We have witnessed the 2-year-long global rampage of COVID-19 caused by the wide spread of severe acute respiratory syndrome coronavirus 2 (SARS-CoV-2). However, knowledge about biomarkers of the entire COVID-19 process is limited. Identification of the systemic features of COVID-19 will lead to critical biomarkers and therapeutic targets for early intervention and clinical disease course prediction. Here, we performed a comprehensive analysis of clinical measurements and serum metabolomics in 199 patients with different stages of COVID-19. In particular, our study is the first serum metabolomic analysis of critical rehabilitation patients and critical death patients. We found many differential metabolites in the comparison of metabolomic results between ordinary, severe, and critical patients and uninfected patients. Through the metabolomic results of COVID-19 patients in various stages, and critical rehabilitation patients and critical death patients, we identified a series of differential metabolites as biomarkers, a separate queue and precise distinction, and predicted COVID-19 verification. These differentially expressed metabolites, included 1,2-di-(9Z,12Z-octadecadienoyl)-sn-glycero-3-phosphate, propylparaben, 20-hydroxyeicosatetraenoic acid, triethanolamine, chavicol, disialosyl galactosyl globoside, 1-arachidonoylglycerophosphoinositol, and alpha-methylstyrene, all of which have been identified for the first time as biomarkers in COVID-19 progression. These biomarkers are involved in many pathological and physiological pathways of COVID-19, for example, immune responses, platelet degranulation, and metabolism which might result in pathogenesis. Our results showed valuable information about metabolites obviously altered in COVID-19 patients with different stages, which could shed light on the pathogenesis as well as serve as potential therapeutic agents of COVID-19.

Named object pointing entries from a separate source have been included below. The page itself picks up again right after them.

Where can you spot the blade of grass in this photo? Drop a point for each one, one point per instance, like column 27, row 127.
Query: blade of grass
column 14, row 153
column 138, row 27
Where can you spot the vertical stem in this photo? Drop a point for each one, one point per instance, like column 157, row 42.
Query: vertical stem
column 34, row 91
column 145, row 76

我们见证了由严重急性呼吸系统综合征冠状病毒 2(SARS-CoV-2)广泛传播引起的长达 2 年的全球 COVID-19 大流行。然而,对于 COVID-19 整个过程的生物标志物的了解有限。确定 COVID-19 的系统特征将为早期干预和临床疾病过程预测提供关键的生物标志物和治疗靶点。在这里,我们对 199 例不同阶段 COVID-19 患者的临床测量和血清代谢组学进行了全面分析。特别是,我们的研究是对重症康复患者和重症死亡患者进行的首次血清代谢组学分析。我们在普通、重症和危重症患者与未感染者的代谢组学结果比较中发现了许多差异代谢物。通过对各阶段 COVID-19 患者、重症康复患者和重症死亡患者的代谢组学结果进行分析,我们确定了一系列差异代谢物作为生物标志物,进行了单独队列和精确区分,并预测了 COVID-19 的验证。这些差异表达的代谢物,包括 1,2-二-(9Z,12Z-十八碳二烯酰基)-sn-甘油-3-磷酸、丙基对羟基苯甲酸酯、20-羟基二十碳四烯酸、三乙醇胺、黄樟素、二唾液酰基半乳糖神经酰胺、1-花生四烯酰基甘油磷酸肌醇和α-甲基苯乙烯,均首次被鉴定为 COVID-19 进展中的生物标志物。这些生物标志物涉及 COVID-19 的许多病理和生理途径,例如免疫反应、血小板脱颗粒和代谢,这可能导致发病机制。我们的结果显示了不同阶段 COVID-19 患者中明显改变的代谢物的有价值信息,这可能为发病机制提供启示,并可作为 COVID-19 的潜在治疗剂。